NASHVILLE, Tenn. -- A few lines in a Minnesota newspaper advertisement changed Dez Dickerson's life forever.

It read, "Warner Brothers recording artist seeks guitarist and keyboardist."

That recording artist was 17-year-old Prince. Dickerson, a struggling guitarist, performed a 15 minute audition on the way out of town.

Those 15 minutes led to a life-changing relationship.

"Prince took me out in the parking lot," Dickerson told CBS Nashville affiliate WTVF-TV Thursday after learning of the music icon's death. "We talked after the 15 minutes of playing, and that was it."

For the next five years, the two played side-by-side. They toured the world together, and wrote some of Prince's biggest hits.

While Prince was known for being a meticulous musical genius, two hits the pair wrote together took less than two hours to create.

"I was [in his studio] for maybe an hour and a half [and] recorded my co-lead vocal [Judgment Day] on "1999"and the guitar solo on "Little Red Corvette,"' Dickerson said.

Mystery will always define the music legend whose songs created a soundtrack for a generation.

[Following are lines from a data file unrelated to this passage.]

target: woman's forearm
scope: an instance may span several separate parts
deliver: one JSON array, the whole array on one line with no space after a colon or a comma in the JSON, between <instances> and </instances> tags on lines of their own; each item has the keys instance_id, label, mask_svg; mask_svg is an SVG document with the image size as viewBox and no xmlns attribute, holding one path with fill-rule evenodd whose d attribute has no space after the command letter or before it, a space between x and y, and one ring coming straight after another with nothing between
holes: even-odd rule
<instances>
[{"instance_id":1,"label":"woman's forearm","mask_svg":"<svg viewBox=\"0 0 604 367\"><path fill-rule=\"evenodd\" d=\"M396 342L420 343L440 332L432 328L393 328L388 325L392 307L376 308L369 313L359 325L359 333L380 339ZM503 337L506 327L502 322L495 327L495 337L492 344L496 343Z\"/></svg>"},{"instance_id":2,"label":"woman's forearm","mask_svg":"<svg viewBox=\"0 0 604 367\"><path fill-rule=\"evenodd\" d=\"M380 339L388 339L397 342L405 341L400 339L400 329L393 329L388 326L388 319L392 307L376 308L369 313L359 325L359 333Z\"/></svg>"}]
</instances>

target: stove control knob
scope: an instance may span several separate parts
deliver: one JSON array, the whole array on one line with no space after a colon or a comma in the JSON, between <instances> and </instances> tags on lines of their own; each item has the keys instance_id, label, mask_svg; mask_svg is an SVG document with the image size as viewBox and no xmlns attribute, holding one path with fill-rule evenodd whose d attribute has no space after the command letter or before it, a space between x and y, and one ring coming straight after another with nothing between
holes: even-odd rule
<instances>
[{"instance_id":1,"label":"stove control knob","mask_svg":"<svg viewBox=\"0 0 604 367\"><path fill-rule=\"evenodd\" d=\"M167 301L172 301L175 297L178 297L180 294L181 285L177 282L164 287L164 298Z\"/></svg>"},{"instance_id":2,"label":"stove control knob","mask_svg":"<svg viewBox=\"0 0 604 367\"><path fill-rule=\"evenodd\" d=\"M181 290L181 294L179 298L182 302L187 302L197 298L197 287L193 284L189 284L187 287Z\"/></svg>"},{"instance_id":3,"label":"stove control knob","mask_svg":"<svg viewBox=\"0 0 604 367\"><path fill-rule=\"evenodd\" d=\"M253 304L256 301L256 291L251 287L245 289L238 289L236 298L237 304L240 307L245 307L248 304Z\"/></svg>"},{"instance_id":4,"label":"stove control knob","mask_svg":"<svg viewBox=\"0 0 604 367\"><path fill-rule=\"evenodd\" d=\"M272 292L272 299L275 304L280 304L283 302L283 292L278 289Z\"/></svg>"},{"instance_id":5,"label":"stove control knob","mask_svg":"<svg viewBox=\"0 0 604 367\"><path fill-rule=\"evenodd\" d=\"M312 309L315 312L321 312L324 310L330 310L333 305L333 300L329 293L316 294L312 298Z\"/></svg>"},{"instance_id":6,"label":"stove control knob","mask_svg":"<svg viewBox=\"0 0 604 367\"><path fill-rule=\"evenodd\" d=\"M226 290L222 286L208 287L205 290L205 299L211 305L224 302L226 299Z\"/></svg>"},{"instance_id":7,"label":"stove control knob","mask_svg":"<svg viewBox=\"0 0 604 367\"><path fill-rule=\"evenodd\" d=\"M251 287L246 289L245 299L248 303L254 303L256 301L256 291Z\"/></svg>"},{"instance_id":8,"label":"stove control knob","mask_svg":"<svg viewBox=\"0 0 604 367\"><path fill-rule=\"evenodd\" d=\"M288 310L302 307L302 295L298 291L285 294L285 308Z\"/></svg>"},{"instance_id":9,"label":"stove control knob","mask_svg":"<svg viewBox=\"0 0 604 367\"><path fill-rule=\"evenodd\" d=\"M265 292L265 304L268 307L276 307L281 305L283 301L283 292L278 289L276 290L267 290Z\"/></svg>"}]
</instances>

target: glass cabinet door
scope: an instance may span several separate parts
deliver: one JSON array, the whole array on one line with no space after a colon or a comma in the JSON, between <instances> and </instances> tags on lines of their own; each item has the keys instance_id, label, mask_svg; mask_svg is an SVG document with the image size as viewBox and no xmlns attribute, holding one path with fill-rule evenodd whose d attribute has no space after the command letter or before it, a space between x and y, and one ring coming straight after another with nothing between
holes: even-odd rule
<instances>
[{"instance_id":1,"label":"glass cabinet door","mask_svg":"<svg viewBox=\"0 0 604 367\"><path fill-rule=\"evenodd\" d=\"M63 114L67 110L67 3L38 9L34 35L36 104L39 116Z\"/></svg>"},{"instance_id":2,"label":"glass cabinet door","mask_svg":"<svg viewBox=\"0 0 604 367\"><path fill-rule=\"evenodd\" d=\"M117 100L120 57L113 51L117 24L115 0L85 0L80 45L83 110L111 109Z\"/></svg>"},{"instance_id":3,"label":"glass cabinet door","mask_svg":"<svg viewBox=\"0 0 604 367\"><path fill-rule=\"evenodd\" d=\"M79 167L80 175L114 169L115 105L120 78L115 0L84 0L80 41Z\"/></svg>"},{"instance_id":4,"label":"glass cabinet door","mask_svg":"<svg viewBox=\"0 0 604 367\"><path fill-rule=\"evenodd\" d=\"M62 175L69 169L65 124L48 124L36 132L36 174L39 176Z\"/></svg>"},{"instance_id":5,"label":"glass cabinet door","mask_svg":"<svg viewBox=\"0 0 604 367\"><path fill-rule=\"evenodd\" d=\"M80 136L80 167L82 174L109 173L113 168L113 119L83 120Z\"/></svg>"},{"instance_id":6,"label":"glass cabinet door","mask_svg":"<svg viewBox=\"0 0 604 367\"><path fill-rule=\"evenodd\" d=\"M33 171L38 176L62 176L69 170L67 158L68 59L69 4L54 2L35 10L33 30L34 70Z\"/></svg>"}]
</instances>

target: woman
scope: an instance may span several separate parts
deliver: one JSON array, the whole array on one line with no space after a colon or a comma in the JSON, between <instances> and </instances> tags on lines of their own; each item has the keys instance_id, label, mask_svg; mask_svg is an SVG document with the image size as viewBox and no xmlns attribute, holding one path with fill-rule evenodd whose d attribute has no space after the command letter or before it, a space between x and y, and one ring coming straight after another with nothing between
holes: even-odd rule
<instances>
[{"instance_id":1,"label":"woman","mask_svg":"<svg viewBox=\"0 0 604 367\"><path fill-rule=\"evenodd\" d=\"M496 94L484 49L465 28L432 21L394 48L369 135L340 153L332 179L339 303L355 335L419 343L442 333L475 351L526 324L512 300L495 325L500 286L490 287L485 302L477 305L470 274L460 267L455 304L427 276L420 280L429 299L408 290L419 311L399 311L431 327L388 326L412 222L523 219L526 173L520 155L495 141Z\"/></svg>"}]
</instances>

Yet Dickerson recalls Prince's light-hearted side.

After the 1999 World Tour wrapped up (in 1983), Prince wanted to have a food fight. It that would end up costing $20,000.

"I remember seeing the glee on his face -- that sort of 'Dennis the Menace'-like glee -- running around throwing water balloons filled with syrup on people," he said.

Shortly after the food fight, Dickerson left the band, wanting to focus on new projects.

Years went by until the two talked again, when Prince performed in Nashville in 2004.

Then another 12 years went by, until a phone conversation just three weeks ago.

"There was no indication to me that there were any health problems at all," said Dickerson.

The half-hour conversation would turn out to be Dickerson's last with Prince. He vows never to reveal what was discussed.

The significance of that conversation doesn't appear lost on Dickerson.

"That was very, very much ironic now that we hadn't spoken since 2004, and we just spoke again just a few weeks ago," he said.

As rumor and mystery begin defining Prince's death, Dickerson struggles to say what is lost now that the artist is deceased.

"Sometimes you don't recognize the value of something until that thing is gone," he said. "In this case, it's not a thing, it's a person, but I think it something that will unfold over time."